The findings are published today in Nature Communications.
Lead author, University of Sydney quantum physicist David Waddington said key to the new research was the demonstration of biocompatible nanodiamond contrast, overcoming a major challenge of competing techniques where nanodiamond must be prepared in freezing conditions before injection.
“People are very interested in using nanoparticles for targeted delivery of vaccines and chemotherapy agents,” said Mr Waddington, who is completing his PhD this year.

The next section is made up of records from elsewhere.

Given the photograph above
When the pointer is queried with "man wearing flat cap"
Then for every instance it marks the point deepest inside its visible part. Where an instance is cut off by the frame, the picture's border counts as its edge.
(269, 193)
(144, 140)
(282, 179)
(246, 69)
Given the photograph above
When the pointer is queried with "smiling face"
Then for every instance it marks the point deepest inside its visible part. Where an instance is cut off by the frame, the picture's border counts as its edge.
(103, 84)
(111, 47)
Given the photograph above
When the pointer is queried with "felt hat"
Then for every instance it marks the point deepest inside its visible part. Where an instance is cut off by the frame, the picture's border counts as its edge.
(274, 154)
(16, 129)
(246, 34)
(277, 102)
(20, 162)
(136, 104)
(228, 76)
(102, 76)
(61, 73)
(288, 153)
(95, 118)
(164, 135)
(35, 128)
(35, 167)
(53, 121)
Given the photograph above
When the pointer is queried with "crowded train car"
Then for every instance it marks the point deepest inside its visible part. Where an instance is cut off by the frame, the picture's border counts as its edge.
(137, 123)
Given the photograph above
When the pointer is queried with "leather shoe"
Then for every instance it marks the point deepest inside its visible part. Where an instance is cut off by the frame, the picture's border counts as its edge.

Mr Waddington said the research was three years in the making and was initiated with a Fulbright Scholarship awarded early in his PhD at the University of Sydney, where he works in the team led by Professor David Reilly, in the new $150m Sydney Nanoscience Hub – the headquarters of the Australian Institute for Nanoscale Science and Technology (AINST), which launched last year.
Supported by Professor Reilly, Mr Waddington used the Scholarship to establish an ongoing collaboration with Associate Professor Matthew Rosen's lab in the Martinos Center at Massachusetts General Hospital – one of the world's most successful biomedical imaging centers – and Professor Ronald Walsworth's group at Harvard University.
“Key to researchers being able to determine the differences between successful and unsuccessful treatments is the ability to monitor the nanoparticles in vivo, as opposed to in a test tube, which is challenging with current approaches,” Mr Waddington said.
“In our paper, we detail a new technique we have developed and demonstrated for imaging nanoparticles – this technique is particularly promising as it will enable imaging of nanoparticles over the long timescales necessary for in vivo tracking.
“As a result of our new research, we can repeatedly perform hyperpolarisation in a biocompatible environment.
"This enables nanodiamond imaging over indefinitely long periods of time and opening up the study of a range of diseases such as those affecting the brain and liver.”
The initial research published in Nature Communications in late 2015 led by Professor Reilly laid the groundwork for nanodiamond imaging based on a technique known as hyperpolarisation.
Mr Waddington said: “Our close collaboration with the Rosen lab at the Martinos Center – world leaders in ultra-low field MRI – has been essential to the completion of this work, which began during the time I spent there on the Fulbright scholarship.”
Professor Reilly, who leads a team that includes Mr Waddington and is focused primarily on developing quantum machines, said the nanodiamond finding was a great example of the benefits of experimental physics in generating unintended discoveries.
“It's estimated that such ultra-low field MRI scanners could be produced at a fraction of the cost of conventional MRI scanners, which could lead to this imaging technique being widely accessible in the future,” Professor Reilly said.